Rad51 is the key protein in homologous recombination that plays important roles during DNA replication and repair. Auxiliary factors regulate Rad51 activity to facilitate productive recombination, and prevent inappropriate, untimely or excessive events, which could lead to genome instability. Previous genetic analyses identified a function for Rrp1 (a member of the Rad5/16-like group of SWI2/SNF2 translocases) in modulating Rad51 function, shared with the Rad51 mediator Swi5-Sfr1 and the Srs2 anti-recombinase. Here, we show that Rrp1 overproduction alleviates the toxicity associated with excessive Rad51 levels in a manner dependent on Rrp1 ATPase domain. Purified Rrp1 binds to DNA and has a DNA-dependent ATPase activity.
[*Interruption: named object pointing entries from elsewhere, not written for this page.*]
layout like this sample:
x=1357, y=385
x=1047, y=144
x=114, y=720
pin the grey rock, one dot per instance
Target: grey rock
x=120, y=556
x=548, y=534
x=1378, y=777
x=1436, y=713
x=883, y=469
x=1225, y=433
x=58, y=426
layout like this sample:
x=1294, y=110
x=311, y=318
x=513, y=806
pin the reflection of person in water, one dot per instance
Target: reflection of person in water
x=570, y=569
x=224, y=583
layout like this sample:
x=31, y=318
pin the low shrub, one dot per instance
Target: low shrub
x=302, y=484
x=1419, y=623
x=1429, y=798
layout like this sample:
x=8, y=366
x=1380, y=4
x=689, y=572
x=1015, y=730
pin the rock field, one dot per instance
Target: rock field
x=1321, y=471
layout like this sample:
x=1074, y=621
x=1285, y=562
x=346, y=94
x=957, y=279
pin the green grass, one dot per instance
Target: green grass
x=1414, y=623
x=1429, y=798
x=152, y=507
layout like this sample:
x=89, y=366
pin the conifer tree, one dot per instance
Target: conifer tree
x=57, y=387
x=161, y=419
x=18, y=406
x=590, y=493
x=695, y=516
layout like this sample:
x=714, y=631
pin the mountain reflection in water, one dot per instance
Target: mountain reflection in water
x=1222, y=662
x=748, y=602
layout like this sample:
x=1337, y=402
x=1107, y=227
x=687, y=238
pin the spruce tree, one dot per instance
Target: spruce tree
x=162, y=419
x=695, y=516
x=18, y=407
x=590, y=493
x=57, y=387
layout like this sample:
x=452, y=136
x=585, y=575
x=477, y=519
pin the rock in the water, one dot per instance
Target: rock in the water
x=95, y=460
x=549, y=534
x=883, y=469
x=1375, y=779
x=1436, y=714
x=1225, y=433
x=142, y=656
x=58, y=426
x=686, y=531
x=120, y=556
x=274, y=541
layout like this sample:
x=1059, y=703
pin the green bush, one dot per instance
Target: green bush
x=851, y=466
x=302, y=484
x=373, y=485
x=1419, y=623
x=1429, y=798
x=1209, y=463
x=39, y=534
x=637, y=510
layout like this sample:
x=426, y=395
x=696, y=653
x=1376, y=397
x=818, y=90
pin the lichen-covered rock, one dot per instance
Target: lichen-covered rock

Importantly, Rrp1 directly interacts with Rad51 and removes it from double-stranded DNA, confirming that Rrp1 is a translocase capable of modulating Rad51 function. Rrp1 affects Rad51 binding at centromeres. Additionally, we demonstrate in vivo and in vitro that Rrp1 possesses E3 ubiquitin ligase activity with Rad51 as a substrate, suggesting that Rrp1 regulates Rad51 in a multi-tiered fashion.